L’impatto economico: non è costruire, ma decidere

Quando un’infrastruttura strategica resta ferma, l’intera filiera produttiva — imprese, lavoratori, professionisti, fornitori — subisce rallentamenti, riducendo occupazione, investimenti e competitività. La lentezza cronica imbriglia l’economia italiana, impedendo che gli investimenti pubblici producano pienamente effetti reali.

Appalti, serve una riforma strutturale

Il Pnrr ha introdotto semplificazioni, ma senza una riforma stabile i ritardi cronici rischiano di tornare. Federcepicostruzioni sottolinea la necessità di procedure digitalizzate, responsabilità chiare e criteri di proporzionalità, in modo che un eventuale no sia sempre accompagnato da indicazioni concrete per rendere realizzabile l’opera. Ridurre di un anno i tempi amministrativi vale più di qualsiasi incentivo economico.

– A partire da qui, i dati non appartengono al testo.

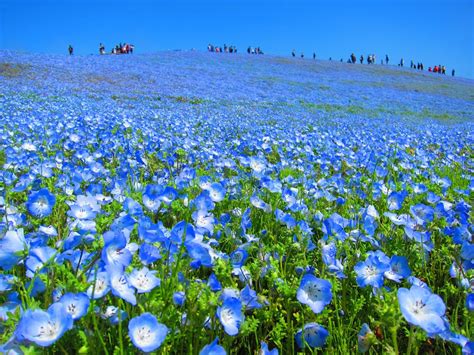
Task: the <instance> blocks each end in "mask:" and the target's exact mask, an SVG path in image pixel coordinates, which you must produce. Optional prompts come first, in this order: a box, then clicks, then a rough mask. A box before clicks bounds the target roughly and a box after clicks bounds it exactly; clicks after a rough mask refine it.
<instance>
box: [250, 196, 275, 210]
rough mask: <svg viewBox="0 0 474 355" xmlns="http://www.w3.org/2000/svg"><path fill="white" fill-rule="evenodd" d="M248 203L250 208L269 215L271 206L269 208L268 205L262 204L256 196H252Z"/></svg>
mask: <svg viewBox="0 0 474 355" xmlns="http://www.w3.org/2000/svg"><path fill="white" fill-rule="evenodd" d="M250 203H251V204H252V206H254V207H255V208H258V209H260V210H263V211H264V212H266V213H270V212H271V211H272V206H270V205H269V204H268V203H266V202H264V201H263V200H261V199H260V198H259V197H258V196H256V195H253V196H252V197H250Z"/></svg>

Le cinque proposte di Federcepicostruzioni

  1. Un solo decisore responsabile per opera
    Nomina di un Responsabile Unico di Decisione (RUD) con potere di sintesi e chiusura dei procedimenti, responsabilità chiara su tempi e risultati.

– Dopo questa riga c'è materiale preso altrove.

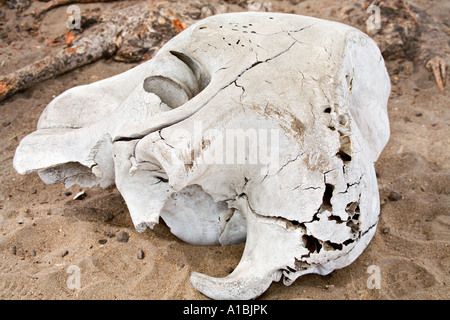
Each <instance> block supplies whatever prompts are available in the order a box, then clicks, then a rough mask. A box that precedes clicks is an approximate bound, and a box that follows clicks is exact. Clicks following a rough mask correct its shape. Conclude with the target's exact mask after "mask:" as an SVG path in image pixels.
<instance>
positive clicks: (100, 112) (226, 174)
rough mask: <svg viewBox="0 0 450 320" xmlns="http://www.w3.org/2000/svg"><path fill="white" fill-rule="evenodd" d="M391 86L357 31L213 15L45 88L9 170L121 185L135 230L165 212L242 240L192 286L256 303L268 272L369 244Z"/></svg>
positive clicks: (290, 273) (320, 262) (192, 232)
mask: <svg viewBox="0 0 450 320" xmlns="http://www.w3.org/2000/svg"><path fill="white" fill-rule="evenodd" d="M389 92H390V81H389V77H388V74H387V72H386V68H385V66H384V61H383V58H382V56H381V54H380V51H379V50H378V48H377V46H376V45H375V43H374V42H373V41H372V40H371V39H370V38H369V37H368V36H367V35H365V34H364V33H362V32H360V31H358V30H356V29H354V28H352V27H349V26H346V25H343V24H339V23H336V22H330V21H325V20H320V19H316V18H311V17H305V16H298V15H288V14H276V13H233V14H224V15H218V16H213V17H210V18H207V19H205V20H202V21H200V22H198V23H196V24H195V25H193V26H191V27H190V28H188V29H186V30H185V31H183V32H182V33H180V34H179V35H178V36H176V37H175V38H173V39H172V40H170V41H169V42H168V43H167V44H166V45H165V46H164V47H163V48H162V49H161V50H160V51H159V52H158V53H157V55H156V56H155V57H154V58H153V59H152V60H150V61H148V62H146V63H143V64H141V65H139V66H137V67H135V68H133V69H131V70H129V71H127V72H125V73H122V74H119V75H117V76H114V77H111V78H108V79H105V80H102V81H99V82H96V83H93V84H90V85H86V86H80V87H76V88H73V89H70V90H68V91H66V92H64V93H63V94H61V95H60V96H58V97H57V98H55V99H54V100H53V101H52V102H51V103H50V104H49V105H48V106H47V108H46V109H45V110H44V112H43V114H42V116H41V118H40V120H39V123H38V127H37V131H36V132H34V133H32V134H30V135H29V136H27V137H26V138H24V139H23V140H22V141H21V143H20V145H19V147H18V149H17V151H16V155H15V158H14V167H15V168H16V170H17V171H18V172H19V173H21V174H27V173H30V172H33V171H37V172H38V173H39V175H40V177H41V178H42V180H43V181H44V182H46V183H55V182H58V181H64V182H65V184H66V186H67V187H69V186H70V185H72V184H74V183H77V184H80V185H82V186H88V187H89V186H94V185H96V184H100V186H102V187H107V186H109V185H112V184H116V185H117V188H118V189H119V191H120V192H121V194H122V195H123V197H124V199H125V201H126V203H127V205H128V208H129V211H130V215H131V217H132V220H133V223H134V225H135V227H136V229H137V230H138V231H140V232H142V231H144V230H145V229H146V227H150V228H152V227H153V226H154V224H156V223H158V221H159V217H160V216H161V217H162V218H163V219H164V220H165V222H166V223H167V225H168V226H169V227H170V228H171V231H172V232H173V233H174V234H175V235H177V236H178V237H179V238H181V239H182V240H184V241H187V242H189V243H193V244H202V245H212V244H222V245H226V244H231V243H238V242H241V241H244V240H246V245H245V249H244V253H243V257H242V260H241V262H240V263H239V265H238V266H237V267H236V269H235V270H234V271H233V272H232V273H231V274H230V275H229V276H227V277H225V278H213V277H209V276H206V275H203V274H199V273H193V274H192V276H191V282H192V283H193V285H194V286H195V287H196V288H197V289H198V290H200V291H201V292H203V293H204V294H205V295H207V296H209V297H211V298H214V299H251V298H255V297H257V296H259V295H260V294H262V293H263V292H264V291H265V290H266V289H267V288H268V287H269V285H270V284H271V282H272V281H279V280H280V279H281V278H283V281H284V283H285V284H286V285H288V284H290V283H292V282H293V281H294V280H295V279H296V278H297V277H299V276H301V275H303V274H307V273H319V274H322V275H325V274H328V273H329V272H331V271H332V270H334V269H337V268H342V267H345V266H347V265H348V264H350V263H351V262H352V261H354V260H355V259H356V258H357V257H358V256H359V254H361V252H362V251H363V250H364V248H365V247H366V246H367V245H368V243H369V241H370V239H371V238H372V236H373V234H374V231H375V227H376V225H377V221H378V214H379V196H378V188H377V181H376V176H375V171H374V166H373V163H374V162H375V161H376V160H377V158H378V156H379V154H380V152H381V151H382V149H383V147H384V146H385V144H386V143H387V140H388V138H389V124H388V117H387V110H386V106H387V99H388V96H389ZM269 137H270V139H269ZM236 141H237V142H240V143H237V144H235V142H236ZM239 148H241V149H239ZM236 150H237V151H236ZM239 152H240V153H239ZM269 154H270V155H269Z"/></svg>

  2. Tempi certi e perentori per pareri e autorizzazioni
    Termini vincolanti per tutti i pareri, silenzio-assenso reale non aggirabile, stop alle richieste reiterate di integrazioni.

  3. Progettazione completa prima della gara
    Gare solo con progetto esecutivo validato; fondo nazionale per rafforzare la progettazione pubblica, riduzione delle varianti.

  4. Ricorsi rapidi e filtrati
    Filtro stringente di ammissibilità, decisione cautelare entro 30 giorni, stop ai ricorsi dilatori.

  5. Pagamenti certi e automatici
    Pagamenti entro 30 giorni, interessi e penali automatiche per la PA inadempiente.

Governance chiara per far ripartire l’economia

«Federcepicostruzioni chiede a Governo e Parlamento di trasformare le misure sperimentate con il PNRR in una riforma stabile, con governance chiara, responsabilità definite e regole semplici», commenta il presidente nazionale Antonio Lombardi. «Sbloccare la burocrazia significa rimettere in moto l’edilizia e, con essa, l’intera economia del Paese».